My arms have long been used for hanging bracelets from, or as extensions so my hands could reach my keyboard, steering wheel or cup of coffee.

They went into shock when asked to heft my entire bodyweight upwards and sideways.

"Your muscles will build up," said the occupational therapist. It was very kind of her to refer to my bingo wings as muscle, when they are really just a build-up of chips from the dairy across from work.

It was challenging just to learn how to turn a corner; one hand forward and one backwards … what? Where? Wallop. Straight into the nearest wall. At least the occupational therapist instructing me had the sense to leap to safety.

Leaving turning for another day, we tried going in a straight line. Also problematical. I think learner wheelchairists need warning lights and a siren. Or that could just be me.


So far instead of wheelstands and wheelchair basketball, I have been taking paint off door frames and skin off other people's ankles.

At least it's marginally more dignified and controllable than my wheelchair's unmentionable evil twin … The Commode Chair.

Never mentioned in polite society (present company excepted), the commode chair is a toilet seat on wheels.

Its usual environment is hidden away in hospital bathrooms, but every so often you'll see one lurking in a corridor.

My best advice is give it a wide berth and don't make eye contact. They are unpredictable and completely without conscience.

My first commode chair experience was in a shared hospital room and I didn't think I could be any more embarrassed when I was shuffled sideways on to it and was wheeled to the loo.

But yes, when I sailed past my ward-mates, ensconced on a wheeled toilet seat, hospital gown flapping open at the back, and realised the patient in the next cubicle was hosting what looked like a family reunion …

Turns out I could be more embarrassed.

Hospital commode chairs have four tiny swivel wheels that enable them to go in four directions at once, and they are designed to be pushed. Usually by someone fully trained and responsible.

So I decided, when I graduated to a room of my own, that I was perfectly capable of pulling myself about on the thing all by myself, using the handy handrails and more weighty bits of furniture.

The first evening at bedtime I towed myself hand-over-hand to the bathroom, then launched myself across the room in a trajectory I thought would lead me to the handbasin.

The chair rolled across the bathroom, veered strongly to the right, picked up speed and started to spiral. Round a couple of times I went, as I realised the room was all designed around the wet-floor shower, with a strong slope down to a central drain.

There I was, spiralling around the plughole in a commode chair. I have to admit it wasn't one of life's highlights.

So the conventional wheelchair is a step up. Except there's not much "up" about it when actually it makes me really short.

I've never been overly tall in the first place, but from my wheelchair I can't reach stuff.

Stuff like cupboards, sink taps and light switches, shelves and window catches.

My daughter broke me out of hospital during the week and wheeled me up the street for a coffee and when she wheeled me up to order all I could see was the underside of the counter.

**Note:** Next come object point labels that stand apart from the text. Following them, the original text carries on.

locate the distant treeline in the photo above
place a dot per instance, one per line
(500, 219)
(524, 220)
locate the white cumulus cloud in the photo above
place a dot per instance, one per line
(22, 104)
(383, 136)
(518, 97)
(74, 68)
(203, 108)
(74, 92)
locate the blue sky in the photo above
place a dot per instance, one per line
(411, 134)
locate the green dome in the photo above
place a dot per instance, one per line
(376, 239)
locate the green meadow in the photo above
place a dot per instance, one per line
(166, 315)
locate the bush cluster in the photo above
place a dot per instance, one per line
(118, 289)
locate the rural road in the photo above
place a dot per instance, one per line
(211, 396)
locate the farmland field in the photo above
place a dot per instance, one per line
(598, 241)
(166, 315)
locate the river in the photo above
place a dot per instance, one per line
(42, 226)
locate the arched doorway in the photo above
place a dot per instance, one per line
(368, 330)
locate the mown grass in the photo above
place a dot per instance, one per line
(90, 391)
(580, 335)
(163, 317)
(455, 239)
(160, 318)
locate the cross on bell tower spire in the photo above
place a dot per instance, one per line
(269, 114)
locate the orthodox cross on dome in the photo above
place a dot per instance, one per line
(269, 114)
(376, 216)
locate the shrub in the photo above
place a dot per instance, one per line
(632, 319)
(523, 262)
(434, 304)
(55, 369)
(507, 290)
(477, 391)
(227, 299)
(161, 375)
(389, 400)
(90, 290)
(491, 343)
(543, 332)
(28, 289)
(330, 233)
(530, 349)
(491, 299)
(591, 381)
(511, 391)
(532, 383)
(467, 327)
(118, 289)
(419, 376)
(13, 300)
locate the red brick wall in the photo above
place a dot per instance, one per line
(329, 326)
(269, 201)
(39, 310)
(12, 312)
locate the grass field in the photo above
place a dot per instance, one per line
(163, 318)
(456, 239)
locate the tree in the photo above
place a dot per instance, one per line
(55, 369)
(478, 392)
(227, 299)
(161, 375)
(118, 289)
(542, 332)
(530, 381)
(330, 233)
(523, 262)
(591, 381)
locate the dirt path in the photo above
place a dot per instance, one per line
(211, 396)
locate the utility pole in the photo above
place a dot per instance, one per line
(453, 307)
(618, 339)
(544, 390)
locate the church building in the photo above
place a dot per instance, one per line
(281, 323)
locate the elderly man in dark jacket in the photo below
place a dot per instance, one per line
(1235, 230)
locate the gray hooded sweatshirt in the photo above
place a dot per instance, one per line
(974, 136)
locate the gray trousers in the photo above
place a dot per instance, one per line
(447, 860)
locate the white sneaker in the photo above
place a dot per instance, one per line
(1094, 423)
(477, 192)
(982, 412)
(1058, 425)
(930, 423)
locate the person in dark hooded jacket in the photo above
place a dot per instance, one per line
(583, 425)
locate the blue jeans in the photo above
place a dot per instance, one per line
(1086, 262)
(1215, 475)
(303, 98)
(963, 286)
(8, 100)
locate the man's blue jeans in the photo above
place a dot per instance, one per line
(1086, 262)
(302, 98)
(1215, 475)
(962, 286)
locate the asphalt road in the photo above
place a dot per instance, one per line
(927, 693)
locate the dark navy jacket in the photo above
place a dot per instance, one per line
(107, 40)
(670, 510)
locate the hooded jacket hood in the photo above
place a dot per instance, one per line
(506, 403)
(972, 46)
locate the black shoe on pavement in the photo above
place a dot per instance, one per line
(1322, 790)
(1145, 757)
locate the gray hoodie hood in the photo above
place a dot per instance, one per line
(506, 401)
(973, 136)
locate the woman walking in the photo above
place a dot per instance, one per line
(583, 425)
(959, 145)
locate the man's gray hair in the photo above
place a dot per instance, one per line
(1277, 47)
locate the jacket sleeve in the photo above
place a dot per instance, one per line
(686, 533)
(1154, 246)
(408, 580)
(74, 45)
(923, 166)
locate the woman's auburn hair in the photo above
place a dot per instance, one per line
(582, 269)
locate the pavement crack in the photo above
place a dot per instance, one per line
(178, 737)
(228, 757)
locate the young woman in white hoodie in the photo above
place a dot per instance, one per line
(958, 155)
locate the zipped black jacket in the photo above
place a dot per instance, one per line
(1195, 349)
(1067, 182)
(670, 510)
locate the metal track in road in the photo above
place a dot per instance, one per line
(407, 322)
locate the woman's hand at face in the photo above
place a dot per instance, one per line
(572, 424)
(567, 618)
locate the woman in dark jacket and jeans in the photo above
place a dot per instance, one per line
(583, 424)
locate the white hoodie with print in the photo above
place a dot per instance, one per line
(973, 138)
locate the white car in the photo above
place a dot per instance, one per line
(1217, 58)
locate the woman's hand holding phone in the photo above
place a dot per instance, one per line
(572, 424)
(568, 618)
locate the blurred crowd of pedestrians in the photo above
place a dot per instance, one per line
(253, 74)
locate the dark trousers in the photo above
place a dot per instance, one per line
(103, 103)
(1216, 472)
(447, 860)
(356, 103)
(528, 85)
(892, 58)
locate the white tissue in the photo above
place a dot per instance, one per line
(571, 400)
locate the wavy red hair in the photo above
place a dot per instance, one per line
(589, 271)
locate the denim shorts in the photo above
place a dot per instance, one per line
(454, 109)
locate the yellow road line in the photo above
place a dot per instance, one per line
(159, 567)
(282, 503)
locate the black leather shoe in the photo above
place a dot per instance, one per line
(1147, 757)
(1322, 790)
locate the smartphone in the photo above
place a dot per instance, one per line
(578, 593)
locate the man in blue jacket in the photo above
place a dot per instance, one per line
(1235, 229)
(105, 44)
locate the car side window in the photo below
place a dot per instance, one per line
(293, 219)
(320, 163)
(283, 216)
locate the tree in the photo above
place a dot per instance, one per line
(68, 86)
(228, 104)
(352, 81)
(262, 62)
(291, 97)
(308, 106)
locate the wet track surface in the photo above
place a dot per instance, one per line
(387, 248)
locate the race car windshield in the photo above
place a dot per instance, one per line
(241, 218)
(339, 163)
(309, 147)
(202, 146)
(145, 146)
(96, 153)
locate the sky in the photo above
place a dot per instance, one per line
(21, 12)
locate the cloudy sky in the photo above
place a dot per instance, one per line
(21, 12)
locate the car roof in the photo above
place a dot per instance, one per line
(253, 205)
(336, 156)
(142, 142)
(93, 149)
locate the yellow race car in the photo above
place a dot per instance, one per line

It was kind of her to take me out, nonetheless, although I could have done without her getting my wheelchair stuck on the railway tracks on the way. That caused an anxious moment, given the 3.30pm from Wellington was about to go through.

I discovered along the way that what look like wheelchair ramps in some premises are actually mini replicas of Mount Everest: "Don't push me, I will do this myself. Okay I changed my mind … push me!"

It also turns out that the camber of some footpaths gives the wheelchair a strong pull towards traffic. Dangerous in combination with a learner wheelchairist and a bit of speed gained from exiting a shop via a steep down-ramp … a person could end up in hospital.

Oh, that's right, I am. That's all right then!